Coulomb drag between two-dimensional electron systems

TL;DR

This paper models Coulomb drag between two 2D electron layers, revealing temperature-dependent behavior of momentum transfer rate and its dependence on layer separation, with results partially aligning with experimental data.

Contribution

It introduces a self-consistent calculation of Coulomb drag considering finite layer thickness and temperature effects, providing new insights into the temperature dependence of momentum transfer.

Findings

$1/\tau_D T^2$ approaches a constant as $T \to 0$

Maximum of $1/\tau_D T^2$ at $T_{max}$, decreasing as $1/T$ at higher temperatures

$T_{max}$ scales with layer separation as $d^{-0.8}$

Abstract

The Coulomb contribution to the temperature-dependent rate of momentum transfer, $1/\tau_D$, between two electron systems in parallel layers is determined by setting up two coupled Boltzmann equations, with the boundary condition that no current flows in the layer where an induced voltage is measured.
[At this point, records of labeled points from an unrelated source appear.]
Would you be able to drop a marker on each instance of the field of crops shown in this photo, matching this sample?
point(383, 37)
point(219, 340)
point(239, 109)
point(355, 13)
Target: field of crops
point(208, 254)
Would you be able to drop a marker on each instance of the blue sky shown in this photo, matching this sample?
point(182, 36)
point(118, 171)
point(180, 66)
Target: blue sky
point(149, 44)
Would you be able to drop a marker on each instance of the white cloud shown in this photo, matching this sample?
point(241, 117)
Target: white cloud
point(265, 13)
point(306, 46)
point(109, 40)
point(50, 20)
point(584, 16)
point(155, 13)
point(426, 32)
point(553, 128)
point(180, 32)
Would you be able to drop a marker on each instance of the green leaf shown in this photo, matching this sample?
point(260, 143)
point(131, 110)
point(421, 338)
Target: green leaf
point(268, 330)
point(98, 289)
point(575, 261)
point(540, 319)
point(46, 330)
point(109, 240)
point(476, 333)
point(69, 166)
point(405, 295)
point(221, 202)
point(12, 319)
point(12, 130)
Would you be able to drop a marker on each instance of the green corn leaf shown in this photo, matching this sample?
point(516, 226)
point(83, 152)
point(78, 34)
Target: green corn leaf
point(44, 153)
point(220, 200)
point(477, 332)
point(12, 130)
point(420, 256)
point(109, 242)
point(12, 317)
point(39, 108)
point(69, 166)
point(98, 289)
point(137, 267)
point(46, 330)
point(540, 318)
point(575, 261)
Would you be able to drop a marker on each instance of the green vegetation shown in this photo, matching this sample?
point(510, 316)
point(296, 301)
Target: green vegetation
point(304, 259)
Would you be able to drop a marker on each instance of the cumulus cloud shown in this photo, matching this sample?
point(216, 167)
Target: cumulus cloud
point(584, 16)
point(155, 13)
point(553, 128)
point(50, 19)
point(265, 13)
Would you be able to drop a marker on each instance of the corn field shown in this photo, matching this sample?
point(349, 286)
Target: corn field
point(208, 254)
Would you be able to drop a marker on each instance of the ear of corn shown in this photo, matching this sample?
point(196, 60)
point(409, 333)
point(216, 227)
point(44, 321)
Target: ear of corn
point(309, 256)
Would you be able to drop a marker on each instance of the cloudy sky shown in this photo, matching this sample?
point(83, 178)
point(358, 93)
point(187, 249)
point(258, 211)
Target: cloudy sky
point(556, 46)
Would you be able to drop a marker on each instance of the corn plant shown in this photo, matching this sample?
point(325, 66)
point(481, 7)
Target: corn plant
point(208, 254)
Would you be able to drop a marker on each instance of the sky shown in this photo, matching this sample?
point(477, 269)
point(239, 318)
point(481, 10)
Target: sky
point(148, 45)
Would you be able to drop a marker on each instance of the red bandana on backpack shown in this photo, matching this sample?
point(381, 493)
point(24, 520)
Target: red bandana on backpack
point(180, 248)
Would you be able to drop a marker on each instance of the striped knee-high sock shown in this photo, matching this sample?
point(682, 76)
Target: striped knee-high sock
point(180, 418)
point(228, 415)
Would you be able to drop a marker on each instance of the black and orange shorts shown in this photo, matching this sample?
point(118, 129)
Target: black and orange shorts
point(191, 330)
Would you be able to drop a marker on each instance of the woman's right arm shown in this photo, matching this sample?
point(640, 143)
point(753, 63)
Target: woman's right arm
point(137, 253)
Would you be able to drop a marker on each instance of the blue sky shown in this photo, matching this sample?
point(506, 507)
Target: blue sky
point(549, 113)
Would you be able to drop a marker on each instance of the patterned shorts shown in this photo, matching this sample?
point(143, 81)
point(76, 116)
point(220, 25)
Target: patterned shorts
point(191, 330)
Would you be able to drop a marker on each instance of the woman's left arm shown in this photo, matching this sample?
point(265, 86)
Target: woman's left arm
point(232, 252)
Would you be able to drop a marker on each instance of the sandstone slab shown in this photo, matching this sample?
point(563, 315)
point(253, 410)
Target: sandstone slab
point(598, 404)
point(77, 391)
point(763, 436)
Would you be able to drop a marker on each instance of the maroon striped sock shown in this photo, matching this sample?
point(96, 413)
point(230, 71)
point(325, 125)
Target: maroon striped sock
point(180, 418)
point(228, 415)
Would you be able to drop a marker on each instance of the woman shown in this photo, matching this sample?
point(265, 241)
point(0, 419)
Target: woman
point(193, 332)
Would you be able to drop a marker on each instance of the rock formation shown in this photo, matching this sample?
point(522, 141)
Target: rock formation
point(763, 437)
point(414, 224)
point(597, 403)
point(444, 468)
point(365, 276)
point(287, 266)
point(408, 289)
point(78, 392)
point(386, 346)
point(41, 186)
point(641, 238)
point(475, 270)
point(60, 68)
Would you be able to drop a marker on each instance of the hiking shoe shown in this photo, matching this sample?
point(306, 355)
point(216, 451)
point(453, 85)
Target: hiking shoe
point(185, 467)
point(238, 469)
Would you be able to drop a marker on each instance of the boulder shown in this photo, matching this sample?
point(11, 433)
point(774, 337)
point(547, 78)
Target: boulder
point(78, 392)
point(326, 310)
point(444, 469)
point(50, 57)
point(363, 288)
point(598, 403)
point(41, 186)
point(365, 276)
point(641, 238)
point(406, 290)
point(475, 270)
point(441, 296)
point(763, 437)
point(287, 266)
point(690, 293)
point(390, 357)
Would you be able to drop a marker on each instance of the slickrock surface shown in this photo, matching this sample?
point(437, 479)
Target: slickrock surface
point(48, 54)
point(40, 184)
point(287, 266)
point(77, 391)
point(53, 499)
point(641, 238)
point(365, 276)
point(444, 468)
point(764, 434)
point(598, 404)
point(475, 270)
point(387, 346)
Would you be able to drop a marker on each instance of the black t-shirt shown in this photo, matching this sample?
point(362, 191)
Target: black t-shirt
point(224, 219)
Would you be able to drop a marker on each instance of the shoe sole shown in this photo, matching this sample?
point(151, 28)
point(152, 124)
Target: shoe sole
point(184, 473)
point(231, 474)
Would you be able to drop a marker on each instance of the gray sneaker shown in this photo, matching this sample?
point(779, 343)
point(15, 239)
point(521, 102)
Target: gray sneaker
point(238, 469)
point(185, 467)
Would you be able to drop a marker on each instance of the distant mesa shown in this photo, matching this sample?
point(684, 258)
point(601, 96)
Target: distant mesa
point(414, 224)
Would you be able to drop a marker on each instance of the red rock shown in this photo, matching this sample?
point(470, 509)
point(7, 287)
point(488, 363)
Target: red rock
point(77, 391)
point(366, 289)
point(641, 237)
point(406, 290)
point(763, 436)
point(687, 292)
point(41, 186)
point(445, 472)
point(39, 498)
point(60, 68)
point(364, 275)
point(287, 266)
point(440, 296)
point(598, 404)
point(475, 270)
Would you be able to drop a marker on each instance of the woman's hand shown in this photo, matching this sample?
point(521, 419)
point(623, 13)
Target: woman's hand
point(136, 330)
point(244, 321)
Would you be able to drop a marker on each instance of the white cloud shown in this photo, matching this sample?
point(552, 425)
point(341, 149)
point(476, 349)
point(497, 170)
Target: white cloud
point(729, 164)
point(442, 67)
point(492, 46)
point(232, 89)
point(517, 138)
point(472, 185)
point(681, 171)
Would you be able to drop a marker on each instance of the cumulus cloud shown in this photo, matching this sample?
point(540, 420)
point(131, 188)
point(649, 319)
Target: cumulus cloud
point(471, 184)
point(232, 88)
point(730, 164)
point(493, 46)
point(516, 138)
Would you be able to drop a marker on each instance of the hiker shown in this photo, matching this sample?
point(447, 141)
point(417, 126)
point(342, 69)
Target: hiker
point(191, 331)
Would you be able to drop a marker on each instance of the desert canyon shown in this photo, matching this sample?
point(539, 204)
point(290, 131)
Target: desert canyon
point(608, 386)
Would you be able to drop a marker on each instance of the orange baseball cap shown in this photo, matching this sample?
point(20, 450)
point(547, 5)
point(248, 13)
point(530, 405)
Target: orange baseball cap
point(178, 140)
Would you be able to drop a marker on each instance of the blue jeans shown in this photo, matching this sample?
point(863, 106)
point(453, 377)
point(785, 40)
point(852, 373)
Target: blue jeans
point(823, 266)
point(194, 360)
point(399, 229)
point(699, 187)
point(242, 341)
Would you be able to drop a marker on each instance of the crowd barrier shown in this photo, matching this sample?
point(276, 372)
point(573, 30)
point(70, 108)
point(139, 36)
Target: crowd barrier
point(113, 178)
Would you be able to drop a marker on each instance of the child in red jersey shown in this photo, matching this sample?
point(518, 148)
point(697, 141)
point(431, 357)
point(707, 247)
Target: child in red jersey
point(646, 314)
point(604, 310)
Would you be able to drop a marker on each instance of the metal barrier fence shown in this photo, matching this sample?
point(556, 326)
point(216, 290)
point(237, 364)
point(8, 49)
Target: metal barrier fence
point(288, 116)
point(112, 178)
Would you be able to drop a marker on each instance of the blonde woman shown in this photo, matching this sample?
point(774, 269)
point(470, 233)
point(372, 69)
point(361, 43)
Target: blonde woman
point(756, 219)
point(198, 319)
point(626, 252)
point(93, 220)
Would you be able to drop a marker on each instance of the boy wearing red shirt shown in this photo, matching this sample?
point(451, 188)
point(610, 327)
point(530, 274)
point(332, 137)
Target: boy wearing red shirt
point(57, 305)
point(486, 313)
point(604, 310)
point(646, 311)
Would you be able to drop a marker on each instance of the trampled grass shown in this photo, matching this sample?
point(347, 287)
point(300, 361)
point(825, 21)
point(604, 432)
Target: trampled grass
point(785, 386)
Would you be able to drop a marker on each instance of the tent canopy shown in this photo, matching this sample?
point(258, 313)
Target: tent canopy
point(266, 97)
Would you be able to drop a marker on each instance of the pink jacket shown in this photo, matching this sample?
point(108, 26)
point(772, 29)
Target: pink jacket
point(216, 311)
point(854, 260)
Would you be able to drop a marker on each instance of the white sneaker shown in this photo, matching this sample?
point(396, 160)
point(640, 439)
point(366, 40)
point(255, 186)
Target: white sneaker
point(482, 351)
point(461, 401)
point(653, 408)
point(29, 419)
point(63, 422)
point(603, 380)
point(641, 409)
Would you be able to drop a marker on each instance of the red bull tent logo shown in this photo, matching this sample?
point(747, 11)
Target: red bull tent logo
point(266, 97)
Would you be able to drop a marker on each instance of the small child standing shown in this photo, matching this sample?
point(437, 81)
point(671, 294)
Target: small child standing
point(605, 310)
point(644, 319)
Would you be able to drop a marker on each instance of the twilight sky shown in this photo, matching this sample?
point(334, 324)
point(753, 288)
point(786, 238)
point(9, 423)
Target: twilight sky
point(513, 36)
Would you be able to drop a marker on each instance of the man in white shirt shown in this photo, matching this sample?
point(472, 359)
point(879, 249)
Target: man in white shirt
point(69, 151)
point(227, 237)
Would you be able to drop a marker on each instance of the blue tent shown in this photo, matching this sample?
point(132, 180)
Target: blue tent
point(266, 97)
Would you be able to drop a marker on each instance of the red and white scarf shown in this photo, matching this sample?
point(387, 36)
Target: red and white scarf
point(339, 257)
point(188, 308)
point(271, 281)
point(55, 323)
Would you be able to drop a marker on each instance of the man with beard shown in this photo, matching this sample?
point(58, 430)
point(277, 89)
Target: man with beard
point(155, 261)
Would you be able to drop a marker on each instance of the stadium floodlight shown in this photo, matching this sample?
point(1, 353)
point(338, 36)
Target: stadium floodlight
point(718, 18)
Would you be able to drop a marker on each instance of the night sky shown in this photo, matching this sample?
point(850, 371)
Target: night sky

The effective Coulomb interaction between the layers is determined selfconsistently, allowing for the finite thickness of the layers. As $T\rightarrow 0$, we find that $1/\tau_DT^2$ approaches a constant value. At higher temperatures $1/\tau_DT^2$ exhibits a maximum at $T=T_{\rm max}$ and then decreases as $1/T$ with increasing temperature. The value of $T_{\rm max}$ depends on the layer separation $d$ according to $T_{\rm max}\propto d^{-\alpha}$, where $\alpha\simeq 0.8$. The overall magnitude of the calculated $1/\tau_D$ is approximately one half of the results of a recent experiment, suggesting that other mechanisms of momentum transfer may be important.